Le péril était imminent. Soutenue de façon massive et artificielle avant les élections présidentielles et législatives de mai par la Banque centrale turque, la livre turque a atteint ce mercredi 7 juin un nouveau plus bas historique face au dollar. Dix jours après la réélection du président Recep Tayyip Erdogan, elle s’échange autour d’un dollar pour 22,80 livres turques, à -5,5 %. La livre turque perd également énormément de terrain face à l’euro (-5,35 %). Elle s’échange autour de 24,38 livres pour un euro, contre moins de 21,5 livres pour un euro avant le second tour de l’élection présidentielle du 28 mai.
Autrefois portée par une main-d’œuvre bon marché et un système bancaire efficace, l’économie turque est confrontée à un problème qu’Erdogan a lui-même provoqué par sa croisade contre le «lobby étranger» de la hausse des taux d’intérêt. Une politique appliquée dans presque tous les Etats pour tenter d’endiguer l’inflation en freinant la demande. Le président turc a aussi par le passé invoqué les préceptes de l’islam, qui interdit l’usure (le prêt d’argent)
Pour mener à bien sa bataille idéologico-économique, Erdogan a fait valser les gouverneurs de la banque centrale turque. Les résultats ont été désastreux : la livre turque a plongé et l’inflation annuelle officielle a dépassé les 85 % à l’automne – voire plus du double, selon un groupe d’économistes turcs indépendants.
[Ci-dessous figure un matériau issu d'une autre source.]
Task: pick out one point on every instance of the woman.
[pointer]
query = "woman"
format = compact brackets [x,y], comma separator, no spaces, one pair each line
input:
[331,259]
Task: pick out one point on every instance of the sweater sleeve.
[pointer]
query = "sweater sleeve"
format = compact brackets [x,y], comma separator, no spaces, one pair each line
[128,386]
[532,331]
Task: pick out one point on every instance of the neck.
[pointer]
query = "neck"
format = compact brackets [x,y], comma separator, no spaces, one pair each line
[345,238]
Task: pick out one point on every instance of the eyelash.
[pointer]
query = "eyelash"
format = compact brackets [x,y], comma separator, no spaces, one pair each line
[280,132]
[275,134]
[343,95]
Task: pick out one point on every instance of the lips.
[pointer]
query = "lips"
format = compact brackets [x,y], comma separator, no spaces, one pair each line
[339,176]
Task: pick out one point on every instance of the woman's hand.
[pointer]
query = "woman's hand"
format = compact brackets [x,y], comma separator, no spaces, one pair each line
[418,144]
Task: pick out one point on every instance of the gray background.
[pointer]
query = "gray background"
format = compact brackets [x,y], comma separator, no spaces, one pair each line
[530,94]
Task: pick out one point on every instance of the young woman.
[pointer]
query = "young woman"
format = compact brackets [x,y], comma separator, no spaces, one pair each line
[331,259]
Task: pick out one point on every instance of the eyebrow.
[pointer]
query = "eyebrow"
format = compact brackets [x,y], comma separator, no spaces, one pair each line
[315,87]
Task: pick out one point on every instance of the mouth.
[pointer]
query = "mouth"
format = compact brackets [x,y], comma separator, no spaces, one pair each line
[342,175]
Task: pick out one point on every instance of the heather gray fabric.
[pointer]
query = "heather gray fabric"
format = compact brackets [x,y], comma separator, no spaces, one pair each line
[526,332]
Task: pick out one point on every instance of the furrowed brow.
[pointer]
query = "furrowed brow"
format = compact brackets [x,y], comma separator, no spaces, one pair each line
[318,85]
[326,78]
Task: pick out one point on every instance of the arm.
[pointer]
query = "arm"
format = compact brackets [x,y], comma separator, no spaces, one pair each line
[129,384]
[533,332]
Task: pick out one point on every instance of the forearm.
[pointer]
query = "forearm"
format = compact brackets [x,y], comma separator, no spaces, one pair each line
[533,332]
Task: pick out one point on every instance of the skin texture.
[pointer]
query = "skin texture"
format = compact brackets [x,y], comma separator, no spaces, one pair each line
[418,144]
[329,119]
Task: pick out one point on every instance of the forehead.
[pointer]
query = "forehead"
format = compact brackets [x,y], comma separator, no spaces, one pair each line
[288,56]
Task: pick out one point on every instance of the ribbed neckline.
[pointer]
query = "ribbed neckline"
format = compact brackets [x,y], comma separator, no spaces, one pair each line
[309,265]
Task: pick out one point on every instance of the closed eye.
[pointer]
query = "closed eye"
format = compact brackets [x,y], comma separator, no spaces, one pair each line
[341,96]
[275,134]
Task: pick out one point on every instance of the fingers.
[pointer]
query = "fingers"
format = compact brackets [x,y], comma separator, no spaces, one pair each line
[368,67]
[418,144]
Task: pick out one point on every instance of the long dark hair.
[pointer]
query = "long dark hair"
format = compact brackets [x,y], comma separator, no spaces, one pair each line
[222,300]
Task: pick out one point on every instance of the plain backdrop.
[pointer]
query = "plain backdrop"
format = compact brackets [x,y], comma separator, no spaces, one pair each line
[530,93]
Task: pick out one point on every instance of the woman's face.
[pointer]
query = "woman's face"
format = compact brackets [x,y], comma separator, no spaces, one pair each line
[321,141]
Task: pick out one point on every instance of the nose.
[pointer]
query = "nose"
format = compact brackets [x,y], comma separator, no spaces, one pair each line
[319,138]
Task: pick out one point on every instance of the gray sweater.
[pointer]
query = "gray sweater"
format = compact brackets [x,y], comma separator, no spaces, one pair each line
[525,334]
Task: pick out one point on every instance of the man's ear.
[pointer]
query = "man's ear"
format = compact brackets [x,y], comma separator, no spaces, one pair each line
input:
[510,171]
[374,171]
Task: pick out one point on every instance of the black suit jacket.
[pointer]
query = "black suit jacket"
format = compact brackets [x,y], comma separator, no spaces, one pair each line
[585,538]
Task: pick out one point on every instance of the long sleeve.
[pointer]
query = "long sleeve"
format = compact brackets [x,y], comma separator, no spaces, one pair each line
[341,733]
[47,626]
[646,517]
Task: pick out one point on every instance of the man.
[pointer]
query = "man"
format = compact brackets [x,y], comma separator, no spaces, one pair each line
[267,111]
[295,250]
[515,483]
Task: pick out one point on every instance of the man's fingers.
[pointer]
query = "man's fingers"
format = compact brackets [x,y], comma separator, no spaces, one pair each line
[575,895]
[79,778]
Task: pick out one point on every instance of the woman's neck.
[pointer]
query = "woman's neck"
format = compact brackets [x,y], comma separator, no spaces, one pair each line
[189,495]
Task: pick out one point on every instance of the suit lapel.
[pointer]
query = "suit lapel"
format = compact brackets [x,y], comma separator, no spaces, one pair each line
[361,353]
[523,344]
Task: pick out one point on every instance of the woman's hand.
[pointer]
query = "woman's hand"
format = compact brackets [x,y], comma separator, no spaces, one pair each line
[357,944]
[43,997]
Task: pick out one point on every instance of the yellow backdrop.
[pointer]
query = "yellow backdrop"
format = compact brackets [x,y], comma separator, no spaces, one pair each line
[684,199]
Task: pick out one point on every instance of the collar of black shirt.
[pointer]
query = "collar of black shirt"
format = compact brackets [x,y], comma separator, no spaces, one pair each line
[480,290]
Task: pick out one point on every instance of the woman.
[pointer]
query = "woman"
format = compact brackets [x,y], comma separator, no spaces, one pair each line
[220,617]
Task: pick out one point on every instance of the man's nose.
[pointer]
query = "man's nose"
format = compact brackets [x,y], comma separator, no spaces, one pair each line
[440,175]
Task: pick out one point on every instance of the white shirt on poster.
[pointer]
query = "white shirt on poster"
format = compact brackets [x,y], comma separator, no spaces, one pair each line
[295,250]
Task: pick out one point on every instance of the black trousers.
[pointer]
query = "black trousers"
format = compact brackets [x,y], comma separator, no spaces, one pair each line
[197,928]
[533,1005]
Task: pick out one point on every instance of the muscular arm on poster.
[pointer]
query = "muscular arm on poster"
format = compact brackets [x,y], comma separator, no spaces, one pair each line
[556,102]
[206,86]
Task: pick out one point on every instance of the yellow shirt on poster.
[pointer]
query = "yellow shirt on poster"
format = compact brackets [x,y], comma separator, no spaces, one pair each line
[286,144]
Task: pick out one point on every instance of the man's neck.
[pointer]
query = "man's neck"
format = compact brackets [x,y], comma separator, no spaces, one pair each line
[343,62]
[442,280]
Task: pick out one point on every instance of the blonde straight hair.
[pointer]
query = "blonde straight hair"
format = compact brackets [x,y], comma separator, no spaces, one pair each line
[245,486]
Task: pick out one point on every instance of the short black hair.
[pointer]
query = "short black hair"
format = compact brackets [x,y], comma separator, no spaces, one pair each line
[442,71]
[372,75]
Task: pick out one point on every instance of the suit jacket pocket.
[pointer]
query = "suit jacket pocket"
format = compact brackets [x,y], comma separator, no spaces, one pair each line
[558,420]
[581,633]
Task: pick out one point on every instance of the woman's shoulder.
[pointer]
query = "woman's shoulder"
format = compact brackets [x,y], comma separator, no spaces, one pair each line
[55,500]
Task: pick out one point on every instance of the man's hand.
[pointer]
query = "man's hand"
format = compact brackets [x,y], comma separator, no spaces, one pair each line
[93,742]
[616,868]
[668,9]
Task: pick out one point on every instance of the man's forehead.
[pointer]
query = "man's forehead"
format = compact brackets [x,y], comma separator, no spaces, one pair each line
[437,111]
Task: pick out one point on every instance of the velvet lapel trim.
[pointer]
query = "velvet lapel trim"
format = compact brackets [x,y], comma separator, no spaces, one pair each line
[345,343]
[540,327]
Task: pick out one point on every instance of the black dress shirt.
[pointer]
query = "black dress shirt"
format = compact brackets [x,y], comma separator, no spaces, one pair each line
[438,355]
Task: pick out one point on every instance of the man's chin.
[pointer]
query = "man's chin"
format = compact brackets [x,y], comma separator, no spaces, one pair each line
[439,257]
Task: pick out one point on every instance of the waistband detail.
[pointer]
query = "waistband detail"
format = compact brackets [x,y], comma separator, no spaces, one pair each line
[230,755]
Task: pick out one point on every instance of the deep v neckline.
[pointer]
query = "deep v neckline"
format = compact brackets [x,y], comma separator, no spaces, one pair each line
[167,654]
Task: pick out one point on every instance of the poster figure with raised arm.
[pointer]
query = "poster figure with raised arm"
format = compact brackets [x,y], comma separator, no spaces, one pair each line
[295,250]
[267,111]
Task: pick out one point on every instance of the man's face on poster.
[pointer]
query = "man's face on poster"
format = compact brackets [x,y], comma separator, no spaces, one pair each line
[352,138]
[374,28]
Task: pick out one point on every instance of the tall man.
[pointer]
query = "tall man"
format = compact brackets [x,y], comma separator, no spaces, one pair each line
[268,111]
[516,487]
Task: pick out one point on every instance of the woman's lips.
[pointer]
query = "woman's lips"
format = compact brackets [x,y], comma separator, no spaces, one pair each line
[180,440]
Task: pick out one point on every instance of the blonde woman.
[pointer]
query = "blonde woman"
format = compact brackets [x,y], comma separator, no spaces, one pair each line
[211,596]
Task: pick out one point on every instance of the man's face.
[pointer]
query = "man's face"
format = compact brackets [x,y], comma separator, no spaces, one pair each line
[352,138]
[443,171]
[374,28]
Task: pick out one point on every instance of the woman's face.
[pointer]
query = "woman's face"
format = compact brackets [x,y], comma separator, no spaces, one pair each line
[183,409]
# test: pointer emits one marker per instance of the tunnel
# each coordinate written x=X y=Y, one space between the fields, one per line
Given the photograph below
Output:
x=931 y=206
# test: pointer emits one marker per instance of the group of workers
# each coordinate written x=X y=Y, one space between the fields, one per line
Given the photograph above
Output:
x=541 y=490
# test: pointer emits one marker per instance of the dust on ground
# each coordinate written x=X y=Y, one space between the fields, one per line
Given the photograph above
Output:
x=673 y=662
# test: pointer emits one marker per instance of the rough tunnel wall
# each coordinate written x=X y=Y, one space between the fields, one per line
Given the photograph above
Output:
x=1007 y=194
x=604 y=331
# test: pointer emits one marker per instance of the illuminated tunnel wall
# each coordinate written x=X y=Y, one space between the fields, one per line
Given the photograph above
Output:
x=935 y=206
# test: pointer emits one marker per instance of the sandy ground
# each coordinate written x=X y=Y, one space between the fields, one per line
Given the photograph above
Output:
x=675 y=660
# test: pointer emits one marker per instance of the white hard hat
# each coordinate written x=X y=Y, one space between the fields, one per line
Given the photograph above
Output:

L’intervention de la Banque centrale turque, qui a dépensé plus de 30 milliards de dollars entre le 1er janvier et le scrutin présidentiel en mai, avait permis de contenir la chute de la monnaie locale. Mais cette politique n’est pas tenable à terme.
«Mesures rationnelles»
Les experts avancent deux solutions pour tenter de remettre l’économie turque sur les rails : relever les taux d’intérêt ou laisser chuter la livre, les mesures de soutien monétaire ayant annulé l’avantage que représentent les taux d’intérêt bas dans une économie dominée par l’industrie manufacturière. La première hypothèse a été exclue pendant la campagne et la seconde serait très douloureuse. Celle-ci affecterait davantage le pouvoir d’achat des Turcs et pourrait contraindre le gouvernement à chercher des milliards de dollars pour des mesures de soutien aux ménages, en plus des nombreuses promesses électorales.
Devant la catastrophe qui court, le président Recep Tayyip Erdogan semble contraint de changer son fusil d’épaule. Il a déjà fait un pas de côté samedi 3 juin en nommant un nouveau ministre de l’Economie, Mehmet Simsek, partisan d’une politique économique orthodoxe, qui consiste généralement à relever les taux d’intérêts et diminuer les dépenses publiques. Lors de sa prise de fonction celui-ci a averti qu’il faudrait revenir à des «mesures rationnelles».